The current work-in-progress is provisionally titled The Place Beyond Winter, and it's a standalone sequel to my novel Kin. Here's a synopsis: After an atrocity in the backwoods of Alabama ten years ago, former private detective Charles "Beau" Beaumont is still haunted by nightmares and addictions that have slowly but inexorably unraveled what's left of his life. Trapped in a downward spiral, he is unprepared for the news that Claire Lambert, the girl he helped save from a vicious family of killers all those years ago, has gone missing again. Hired by her sister to find her, he discovers that Claire, herself struggling to mend her life, uncovered the truth they have kept from her all these years: one of the men responsible for her ordeal survived. Driven by the belief that exterminating the last of the Merrill Clan will set her life back on its axis, Claire has embarked upon one last journey of vengeance. It falls upon Beau to find her before it's too late. Meanwhile, Luke Merrill, the object of Claire's vengeance, has renounced the murderous ways instilled in him by his religious zealot father, and has dedicated himself to starting anew. Unaware of the forces bearing down upon him, Luke soon finds that the potential for violence can never be buried deep enough when he falls for a woman being terrorized by her meth-dealing husband, and must struggle not to lose himself in the cyclone of fury that builds both in his new home, and abroad.

2 – Who’s your favorite author and/or what’s your favorite book?

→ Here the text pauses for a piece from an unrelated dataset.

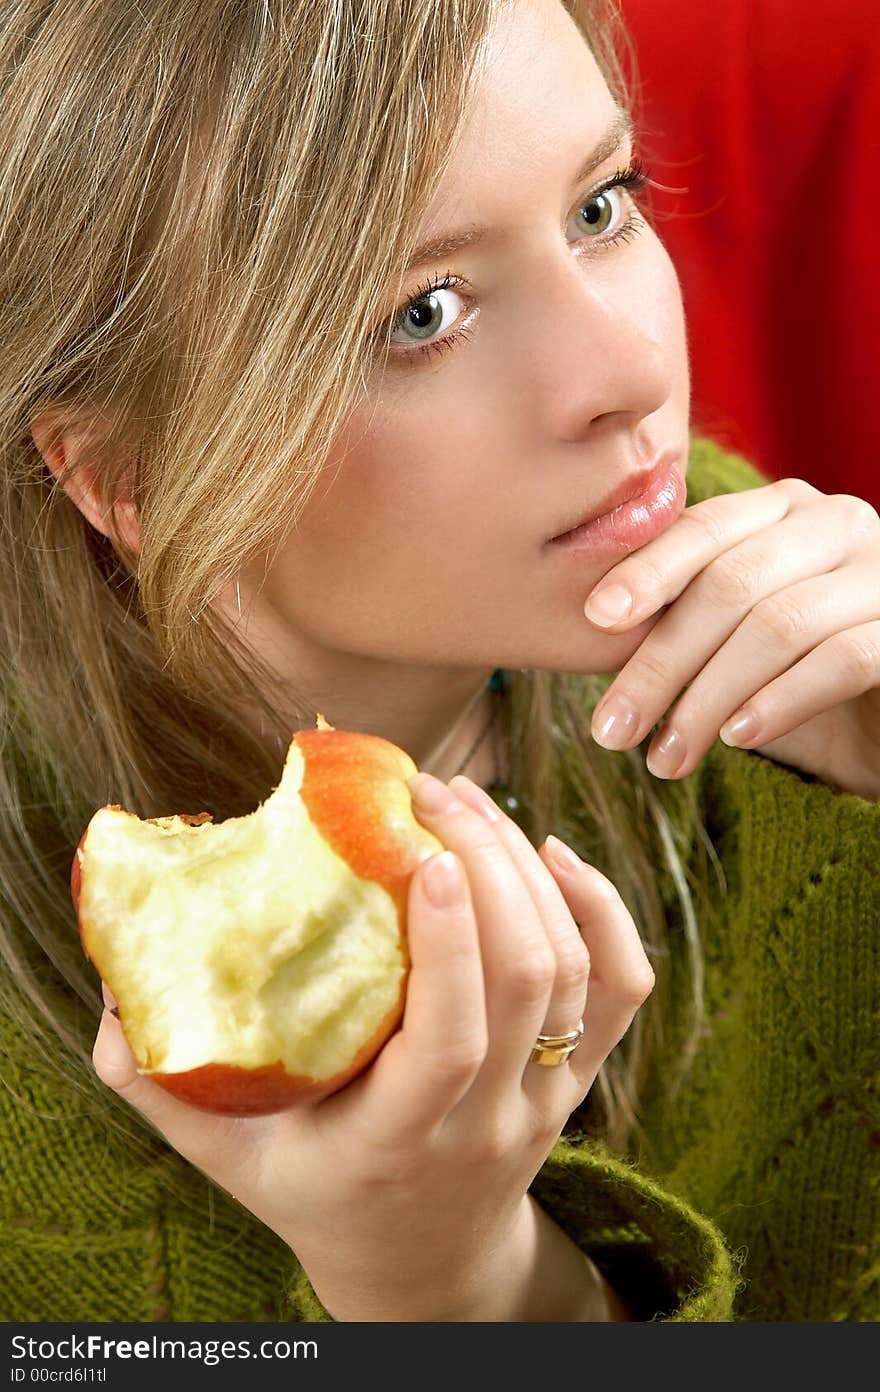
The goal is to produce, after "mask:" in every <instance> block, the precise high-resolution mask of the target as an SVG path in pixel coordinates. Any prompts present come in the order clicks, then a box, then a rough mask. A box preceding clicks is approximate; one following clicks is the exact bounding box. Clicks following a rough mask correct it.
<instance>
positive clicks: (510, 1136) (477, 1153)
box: [471, 1114, 521, 1171]
mask: <svg viewBox="0 0 880 1392" xmlns="http://www.w3.org/2000/svg"><path fill="white" fill-rule="evenodd" d="M519 1147H521V1139H519V1137H518V1136H515V1134H514V1133H512V1128H511V1123H510V1119H507V1118H501V1116H496V1115H494V1114H490V1115H489V1116H485V1118H483V1122H482V1128H480V1132H479V1136H475V1139H473V1141H472V1144H471V1162H472V1164H473V1165H475V1168H476V1169H478V1171H479V1169H482V1168H483V1166H485V1165H493V1166H494V1165H501V1164H504V1161H507V1160H508V1158H510V1155H511V1151H514V1150H519Z"/></svg>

That's always a tough question. If I had to pick only one, I'd probably say Stephen King, purely by virtue of the amount of his work that I have read and been influenced by over the years. John Connolly, Cormac McCarthy, and Larry McMurtry would follow on that list. My favorite book (thus far) is Larry McMurtry's Lonesome Dove.

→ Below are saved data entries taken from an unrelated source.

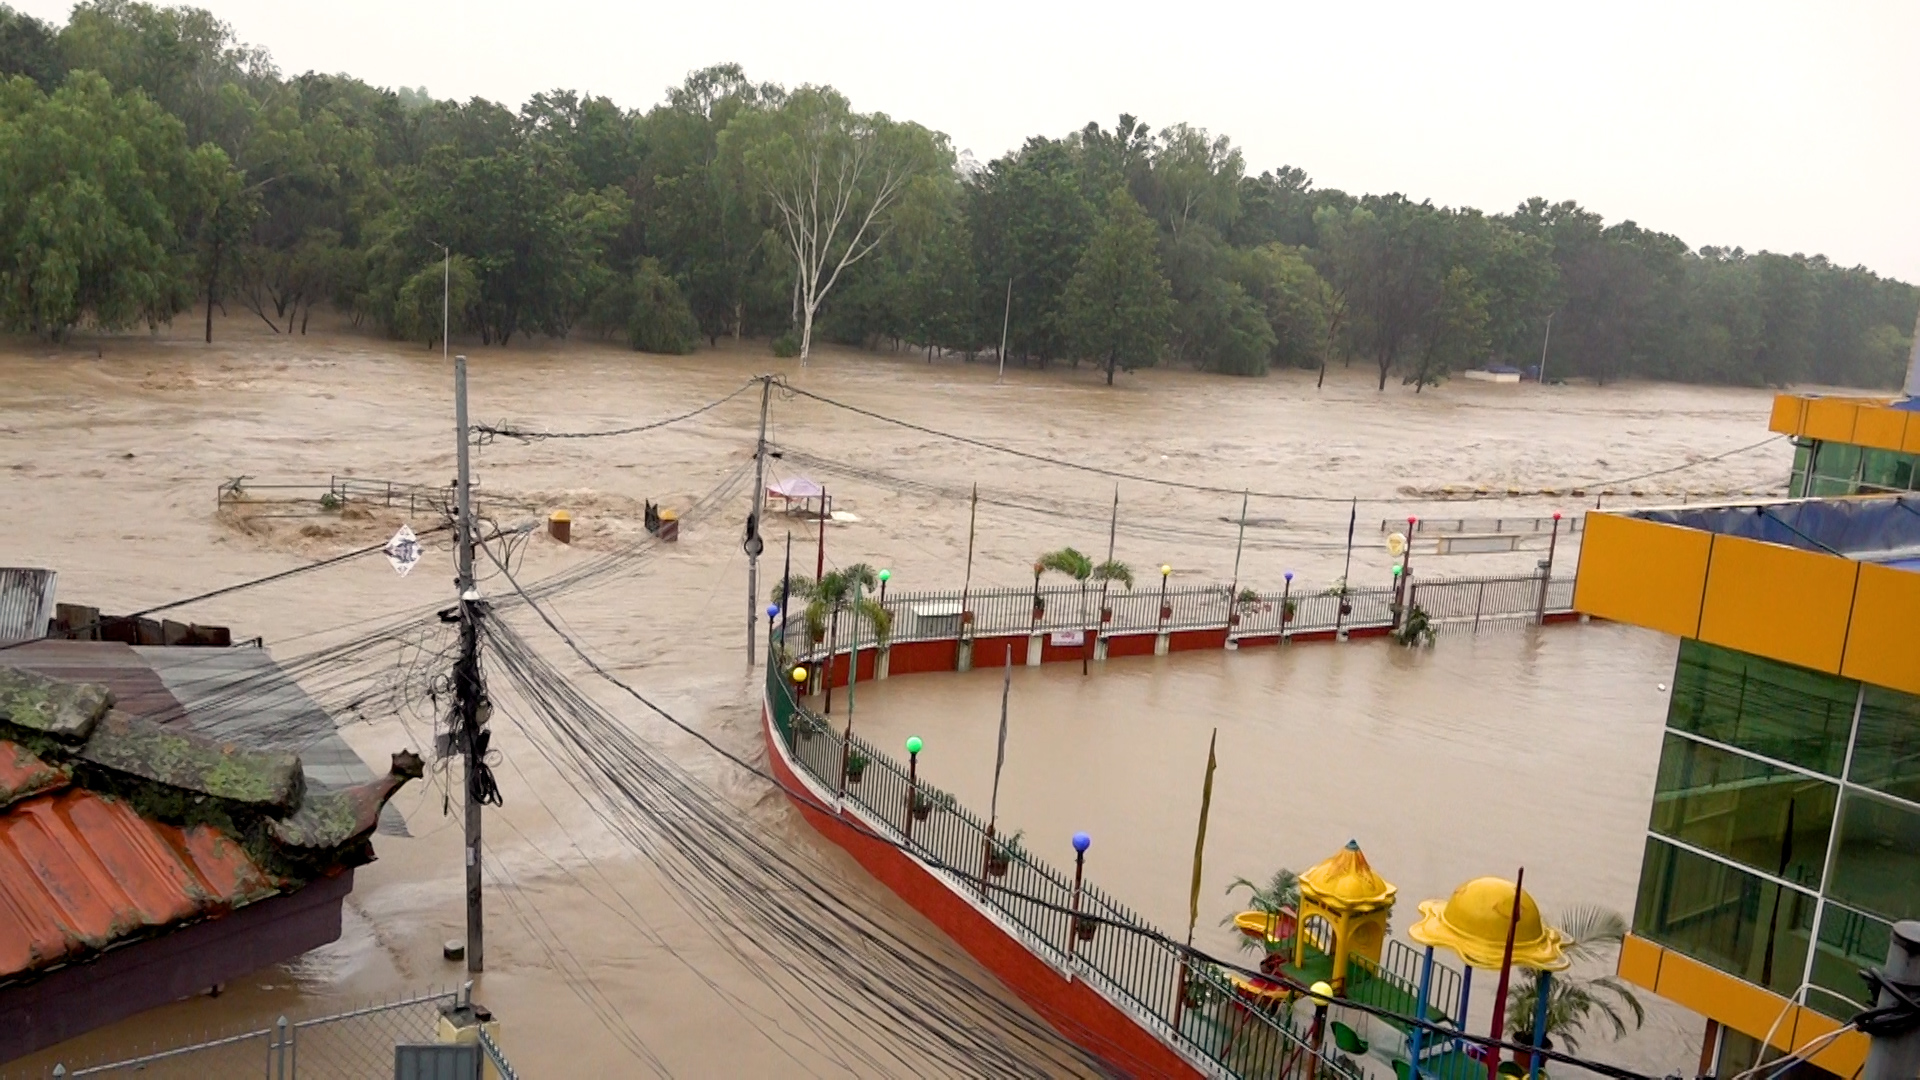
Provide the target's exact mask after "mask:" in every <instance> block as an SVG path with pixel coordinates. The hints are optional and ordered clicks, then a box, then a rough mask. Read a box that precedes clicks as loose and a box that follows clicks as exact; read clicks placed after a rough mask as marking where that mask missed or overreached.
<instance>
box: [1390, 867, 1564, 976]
mask: <svg viewBox="0 0 1920 1080" xmlns="http://www.w3.org/2000/svg"><path fill="white" fill-rule="evenodd" d="M1513 892H1515V888H1513V882H1509V880H1501V878H1475V880H1471V882H1467V884H1463V886H1459V888H1457V890H1453V896H1450V897H1448V899H1446V901H1444V903H1442V901H1438V899H1423V901H1421V920H1419V922H1415V924H1413V926H1411V928H1407V936H1409V938H1413V940H1415V942H1419V944H1423V945H1434V947H1440V949H1452V951H1455V953H1459V959H1463V961H1467V963H1469V965H1473V967H1478V969H1498V967H1500V961H1501V955H1503V953H1505V951H1507V926H1509V924H1511V922H1513ZM1519 899H1521V922H1519V926H1515V930H1513V967H1524V969H1534V970H1565V969H1567V965H1569V963H1571V961H1569V959H1567V945H1571V944H1572V942H1571V940H1569V938H1567V934H1563V932H1559V930H1555V928H1553V926H1548V924H1546V920H1544V919H1540V905H1538V903H1534V897H1532V896H1528V894H1526V892H1524V890H1523V892H1521V897H1519Z"/></svg>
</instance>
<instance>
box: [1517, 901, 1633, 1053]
mask: <svg viewBox="0 0 1920 1080" xmlns="http://www.w3.org/2000/svg"><path fill="white" fill-rule="evenodd" d="M1559 926H1561V930H1565V932H1567V936H1569V938H1572V944H1571V945H1567V957H1569V959H1572V961H1574V967H1580V965H1592V963H1597V961H1607V967H1609V969H1611V967H1613V963H1611V961H1613V957H1615V955H1619V949H1620V942H1622V940H1624V938H1626V930H1628V924H1626V917H1624V915H1620V913H1619V911H1613V909H1611V907H1599V905H1594V903H1580V905H1574V907H1569V909H1567V911H1561V919H1559ZM1538 1005H1540V972H1536V970H1521V972H1517V978H1515V982H1513V988H1511V990H1509V992H1507V1036H1509V1038H1515V1042H1532V1040H1519V1038H1517V1036H1530V1034H1532V1030H1534V1011H1536V1009H1538ZM1628 1017H1632V1019H1634V1028H1638V1026H1640V1024H1644V1022H1645V1019H1647V1011H1645V1007H1642V1005H1640V997H1636V995H1634V992H1632V988H1628V986H1626V984H1624V982H1620V980H1619V978H1615V976H1611V974H1601V976H1594V978H1580V976H1576V974H1574V972H1572V969H1569V970H1565V972H1561V974H1557V976H1553V982H1551V990H1549V992H1548V1022H1546V1028H1548V1030H1546V1032H1544V1034H1546V1036H1548V1038H1551V1040H1559V1042H1563V1043H1565V1045H1567V1049H1580V1034H1582V1032H1588V1030H1590V1028H1597V1030H1607V1032H1609V1038H1620V1036H1624V1034H1626V1019H1628Z"/></svg>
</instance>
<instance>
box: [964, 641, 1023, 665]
mask: <svg viewBox="0 0 1920 1080" xmlns="http://www.w3.org/2000/svg"><path fill="white" fill-rule="evenodd" d="M1008 646H1012V650H1014V667H1021V665H1025V663H1027V636H1025V634H1002V636H998V638H973V667H975V669H981V667H1006V650H1008Z"/></svg>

3 – What’s your favorite aspect of writing?

That moment in which the story takes over and you feel as if you're merely along for the ride, as if you're channeling something that exists independently of you, and you've just managed to tap the vein for a while. It's a euphoric feeling. And, typing THE END, of course, particularly when you just know in your bones that the book works.

4 – Any good anecdotes about being a writer?

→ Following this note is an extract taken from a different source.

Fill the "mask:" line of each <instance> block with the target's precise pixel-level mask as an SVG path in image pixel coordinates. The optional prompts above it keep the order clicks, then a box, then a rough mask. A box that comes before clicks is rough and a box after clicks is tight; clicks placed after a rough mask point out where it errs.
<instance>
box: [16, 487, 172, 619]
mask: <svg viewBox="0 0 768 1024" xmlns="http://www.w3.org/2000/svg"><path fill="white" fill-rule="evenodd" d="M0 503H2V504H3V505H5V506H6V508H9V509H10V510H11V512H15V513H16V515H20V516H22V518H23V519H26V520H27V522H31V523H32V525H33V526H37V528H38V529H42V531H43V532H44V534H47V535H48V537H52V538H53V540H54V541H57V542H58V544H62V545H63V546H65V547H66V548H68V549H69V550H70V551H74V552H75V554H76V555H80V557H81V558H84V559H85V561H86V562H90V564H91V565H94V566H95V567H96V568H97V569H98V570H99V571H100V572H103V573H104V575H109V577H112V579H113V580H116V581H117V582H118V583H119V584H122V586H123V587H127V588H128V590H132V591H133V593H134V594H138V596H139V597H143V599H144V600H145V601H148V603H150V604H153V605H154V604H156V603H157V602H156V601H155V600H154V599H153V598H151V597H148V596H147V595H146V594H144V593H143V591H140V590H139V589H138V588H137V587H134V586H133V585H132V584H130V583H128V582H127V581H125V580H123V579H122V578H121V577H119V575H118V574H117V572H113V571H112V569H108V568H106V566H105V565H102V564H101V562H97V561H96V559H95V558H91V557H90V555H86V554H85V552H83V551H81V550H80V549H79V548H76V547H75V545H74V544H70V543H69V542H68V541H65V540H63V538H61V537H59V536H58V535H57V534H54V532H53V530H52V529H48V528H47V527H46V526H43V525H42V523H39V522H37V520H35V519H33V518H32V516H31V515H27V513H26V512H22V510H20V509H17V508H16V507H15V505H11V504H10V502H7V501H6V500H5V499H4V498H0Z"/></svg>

Writers ARE anecdotes. You have to read the books for the full story.

5 – What was the most helpful writing advice you’ve ever received?

David Morrell's contention that writing can be UN-learned scared the hell out of me. The idea that if left dormant long enough, your abilities might corrode and wither away was a terrifying concept, and one of which I had been blissfully unfamiliar to that point. It motivated me to at least try to write as much as possible, whenever possible, no matter what the obstacles out of fear that one day I'd wake and find my abilities to write had abandoned me. I'm sure many of the folks who've answered this have already cited Joe Lansdale's "Put ass in chair; write" quote, but that should tell you how important a piece of advice it is. Everything else is redundant unless you sit down and write. Talk is just that: talk, and you're either talking about being a writer, or being a writer. Big difference. These days I seem to be seeing more of the former than the latter.